Question

A long solenoid has $200$ turns per $cm$ and carries a current $i$ . The magnetic field at its centre is $6.28 \times {10^{ - 2}}Wb{m^{ - 2}}$ . Another long solenoid has $100$ turns per $cm$ and it carries a current $i/3$ . The value of magnetic field at its centre is
A. $1.05 \times {10^{ - 2}}Wb{m^{ - 2}}$
B. $1.05 \times {10^{ - 5}}Wb{m^{ - 2}}$
C. $1.05 \times {10^{ - 3}}Wb{m^{ - 2}}$
D. $1.05 \times {10^{ - 4}}Wb{m^{ - 2}}$

Answer 1

Using the Ampere’s circuital law establishes the relation for the magnetic field inside a solenoid. From that equation we can calculate the current flowing in the first solenoid. Then substitute this value of current for the second solenoid.

Formulas used:
$\oint {\overrightarrow B } \cdot d\overrightarrow l = {\mu _0}i$ where $B$ is the magnetic field around any closed path, ${\mu _0}$ is the permeability of free space and $i$ is the current flowing through the area enclosed by the path.
$B = {\mu _0}ni$ where $n$ is the number of turns of the coil per unit length.
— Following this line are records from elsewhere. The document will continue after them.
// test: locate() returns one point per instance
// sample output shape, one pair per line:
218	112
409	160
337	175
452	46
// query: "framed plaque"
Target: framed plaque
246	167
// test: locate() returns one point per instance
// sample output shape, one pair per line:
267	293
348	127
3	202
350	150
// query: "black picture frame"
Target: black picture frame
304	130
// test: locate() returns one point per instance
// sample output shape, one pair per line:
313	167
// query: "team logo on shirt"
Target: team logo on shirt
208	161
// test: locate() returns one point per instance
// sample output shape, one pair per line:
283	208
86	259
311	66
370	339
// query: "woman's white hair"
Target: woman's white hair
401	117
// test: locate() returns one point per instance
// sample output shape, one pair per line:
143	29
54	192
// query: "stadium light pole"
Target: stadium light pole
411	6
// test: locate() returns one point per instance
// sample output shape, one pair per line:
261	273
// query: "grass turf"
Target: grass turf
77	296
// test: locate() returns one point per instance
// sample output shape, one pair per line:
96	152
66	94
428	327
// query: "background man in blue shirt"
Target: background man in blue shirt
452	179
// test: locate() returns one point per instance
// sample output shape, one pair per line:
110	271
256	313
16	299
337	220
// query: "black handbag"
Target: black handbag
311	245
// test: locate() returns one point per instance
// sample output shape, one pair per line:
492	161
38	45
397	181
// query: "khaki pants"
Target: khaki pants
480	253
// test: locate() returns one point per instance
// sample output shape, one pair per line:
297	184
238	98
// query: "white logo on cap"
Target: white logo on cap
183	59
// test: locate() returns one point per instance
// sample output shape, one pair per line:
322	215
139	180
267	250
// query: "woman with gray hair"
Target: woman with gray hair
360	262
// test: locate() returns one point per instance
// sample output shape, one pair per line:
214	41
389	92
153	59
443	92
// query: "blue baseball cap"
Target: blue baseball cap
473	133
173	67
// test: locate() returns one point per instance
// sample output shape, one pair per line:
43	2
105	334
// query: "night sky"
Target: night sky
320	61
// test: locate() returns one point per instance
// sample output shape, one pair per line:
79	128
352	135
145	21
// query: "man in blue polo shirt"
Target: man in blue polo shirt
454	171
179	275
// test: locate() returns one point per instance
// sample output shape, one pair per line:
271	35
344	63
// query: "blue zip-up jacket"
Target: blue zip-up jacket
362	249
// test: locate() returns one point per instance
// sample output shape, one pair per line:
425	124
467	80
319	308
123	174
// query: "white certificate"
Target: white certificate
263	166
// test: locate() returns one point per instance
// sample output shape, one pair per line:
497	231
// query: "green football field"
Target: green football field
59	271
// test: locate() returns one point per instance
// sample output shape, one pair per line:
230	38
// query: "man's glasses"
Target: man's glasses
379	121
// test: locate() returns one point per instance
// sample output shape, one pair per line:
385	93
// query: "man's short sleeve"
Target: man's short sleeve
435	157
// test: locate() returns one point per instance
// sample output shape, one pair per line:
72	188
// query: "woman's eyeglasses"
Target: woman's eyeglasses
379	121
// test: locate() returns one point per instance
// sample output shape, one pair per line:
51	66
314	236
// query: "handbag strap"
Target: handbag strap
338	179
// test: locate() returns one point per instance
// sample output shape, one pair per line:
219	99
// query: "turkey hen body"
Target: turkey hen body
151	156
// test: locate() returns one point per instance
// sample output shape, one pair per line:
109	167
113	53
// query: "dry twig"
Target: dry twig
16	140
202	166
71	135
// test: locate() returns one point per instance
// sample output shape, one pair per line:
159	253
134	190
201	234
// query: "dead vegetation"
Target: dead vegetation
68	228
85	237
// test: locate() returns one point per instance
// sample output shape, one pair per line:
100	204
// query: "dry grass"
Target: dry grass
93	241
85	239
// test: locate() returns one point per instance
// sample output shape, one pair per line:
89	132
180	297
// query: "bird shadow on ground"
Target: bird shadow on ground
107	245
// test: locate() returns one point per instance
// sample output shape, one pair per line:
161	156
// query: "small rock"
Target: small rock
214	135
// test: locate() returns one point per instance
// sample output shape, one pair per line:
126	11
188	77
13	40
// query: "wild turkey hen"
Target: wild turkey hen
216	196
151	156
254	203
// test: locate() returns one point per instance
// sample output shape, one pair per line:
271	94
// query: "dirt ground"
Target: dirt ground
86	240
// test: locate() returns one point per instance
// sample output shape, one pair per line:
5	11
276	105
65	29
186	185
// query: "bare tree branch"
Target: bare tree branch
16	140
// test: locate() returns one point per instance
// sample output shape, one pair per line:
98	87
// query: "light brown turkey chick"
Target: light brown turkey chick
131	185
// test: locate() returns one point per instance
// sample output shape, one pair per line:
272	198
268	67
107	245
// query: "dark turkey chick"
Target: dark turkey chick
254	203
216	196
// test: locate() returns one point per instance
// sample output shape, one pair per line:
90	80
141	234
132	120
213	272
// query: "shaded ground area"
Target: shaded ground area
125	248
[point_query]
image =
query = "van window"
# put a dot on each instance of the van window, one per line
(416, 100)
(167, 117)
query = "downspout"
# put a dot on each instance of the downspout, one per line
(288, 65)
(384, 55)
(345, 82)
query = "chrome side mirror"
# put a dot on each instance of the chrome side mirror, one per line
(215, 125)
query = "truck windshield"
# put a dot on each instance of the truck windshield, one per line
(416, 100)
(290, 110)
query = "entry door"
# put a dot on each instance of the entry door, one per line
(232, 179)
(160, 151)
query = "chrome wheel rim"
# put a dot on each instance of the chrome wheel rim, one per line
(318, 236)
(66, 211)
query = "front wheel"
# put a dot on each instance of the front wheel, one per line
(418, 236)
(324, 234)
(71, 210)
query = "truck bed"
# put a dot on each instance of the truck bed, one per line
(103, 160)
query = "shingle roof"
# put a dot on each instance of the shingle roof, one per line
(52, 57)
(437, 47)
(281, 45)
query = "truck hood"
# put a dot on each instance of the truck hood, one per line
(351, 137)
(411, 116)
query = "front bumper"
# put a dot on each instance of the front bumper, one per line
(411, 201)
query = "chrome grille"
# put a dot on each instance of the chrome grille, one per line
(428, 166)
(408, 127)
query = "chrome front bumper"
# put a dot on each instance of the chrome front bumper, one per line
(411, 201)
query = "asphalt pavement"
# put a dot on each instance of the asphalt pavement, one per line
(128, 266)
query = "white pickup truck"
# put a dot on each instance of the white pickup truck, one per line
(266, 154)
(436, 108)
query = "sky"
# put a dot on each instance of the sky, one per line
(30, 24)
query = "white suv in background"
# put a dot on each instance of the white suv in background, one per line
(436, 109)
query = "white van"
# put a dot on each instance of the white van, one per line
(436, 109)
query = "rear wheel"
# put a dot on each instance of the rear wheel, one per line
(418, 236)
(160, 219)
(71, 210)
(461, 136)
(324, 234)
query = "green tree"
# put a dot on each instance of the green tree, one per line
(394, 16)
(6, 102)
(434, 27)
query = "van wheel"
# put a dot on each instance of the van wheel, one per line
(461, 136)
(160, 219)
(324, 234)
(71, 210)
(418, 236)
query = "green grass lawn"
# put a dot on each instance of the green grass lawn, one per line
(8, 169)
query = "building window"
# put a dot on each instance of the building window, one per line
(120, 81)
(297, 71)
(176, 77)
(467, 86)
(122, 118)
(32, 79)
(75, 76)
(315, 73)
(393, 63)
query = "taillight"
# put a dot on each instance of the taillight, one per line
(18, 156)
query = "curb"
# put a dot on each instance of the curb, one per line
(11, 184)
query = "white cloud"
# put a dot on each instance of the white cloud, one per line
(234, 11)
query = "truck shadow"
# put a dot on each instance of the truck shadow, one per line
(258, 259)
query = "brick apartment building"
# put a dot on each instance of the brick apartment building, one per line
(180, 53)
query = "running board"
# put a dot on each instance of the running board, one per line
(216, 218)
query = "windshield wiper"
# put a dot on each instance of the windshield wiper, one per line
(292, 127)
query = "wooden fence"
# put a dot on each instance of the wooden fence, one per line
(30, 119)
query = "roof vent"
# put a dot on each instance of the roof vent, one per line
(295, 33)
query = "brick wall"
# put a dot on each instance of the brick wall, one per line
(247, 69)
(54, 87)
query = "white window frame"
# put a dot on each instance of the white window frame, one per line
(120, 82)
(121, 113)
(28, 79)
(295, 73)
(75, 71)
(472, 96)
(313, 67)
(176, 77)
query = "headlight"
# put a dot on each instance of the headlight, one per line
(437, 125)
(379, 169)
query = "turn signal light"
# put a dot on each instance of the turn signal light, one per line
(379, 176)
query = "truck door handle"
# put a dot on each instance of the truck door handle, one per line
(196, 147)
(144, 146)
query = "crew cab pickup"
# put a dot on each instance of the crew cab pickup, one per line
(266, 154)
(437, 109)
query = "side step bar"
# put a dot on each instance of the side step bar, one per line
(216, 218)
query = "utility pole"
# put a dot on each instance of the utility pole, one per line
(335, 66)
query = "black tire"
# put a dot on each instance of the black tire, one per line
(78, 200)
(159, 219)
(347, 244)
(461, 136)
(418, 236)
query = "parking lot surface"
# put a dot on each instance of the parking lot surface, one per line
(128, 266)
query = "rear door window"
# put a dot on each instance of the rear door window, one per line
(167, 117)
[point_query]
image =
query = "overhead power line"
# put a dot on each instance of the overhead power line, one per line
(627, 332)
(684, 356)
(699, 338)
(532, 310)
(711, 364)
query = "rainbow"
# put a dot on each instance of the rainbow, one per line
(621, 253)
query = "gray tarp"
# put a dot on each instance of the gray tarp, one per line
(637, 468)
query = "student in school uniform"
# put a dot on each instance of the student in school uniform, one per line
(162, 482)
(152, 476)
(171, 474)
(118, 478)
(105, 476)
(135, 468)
Complete step by step answer:
A solenoid is a type of electromagnet made by wounding coils into a tightly packed helix. When current flows through the conducting coil, a magnetic field is generated inside the solenoid such that it behaves as a magnet. We can calculate the strength of the magnetic field inside the solenoid using Ampere’s law.
Ampere’s circuital law states that the line integral of the magnetic field $\overrightarrow B$ around any closed oath is equal to ${\mu _0}$ times the net current $i$ flowing through the area enclosed by the path. That is,
$\oint {\overrightarrow B } \cdot d\overrightarrow l = {\mu _0}i$
where ${\mu _0}$ is the permeability of free space (constant).
Using this law we can establish the relation of the magnetic field at the centre of a long solenoid which is given by the expression $B = {\mu _0}ni$ where $n$ is the number of turns of the coil per unit length.
According to the question we have, $B = 6.28 \times {10^{ - 2}}Wb{m^{ - 2}}$ and $n = 200 \times {10^2}{m^{ - 1}}$
$B = {\mu _0}ni$
$\Rightarrow$ $i = \dfrac{B}{{{\mu _0}n}}$
$\Rightarrow i = \dfrac{{6.28 \times {{10}^{ - 2}}}}{{{\mu _0} \times 200 \times {{10}^2}}}$
Now for the second solenoid, we have $n = 100 \times {10^2}{m^{ - 1}}$
Thus, substituting the value of $i$ from the previous equation we have,
${B_2} = {\mu _0} \times 100 \times {10^2} \times \dfrac{{6.28 \times {{10}^{ - 2}}}}{{{\mu _0} \times 200 \times {{10}^2} \times 3}}$
$\Rightarrow {B_2} = 1.05 \times {10^{ - 2}}Wb{m^{ - 2}}$
Therefore, the correct option is A.

Note
The field $\overrightarrow B$ is independent of the length and the diameter of the solenoid and is uniform over the cross-section of the solenoid. The uniform magnetic field within a long solenoid is parallel to the solenoid axis. Also the expression used in this solution to calculate the magnetic field is only valid for a very long solenoid. For a solenoid with definite length, the formula is different.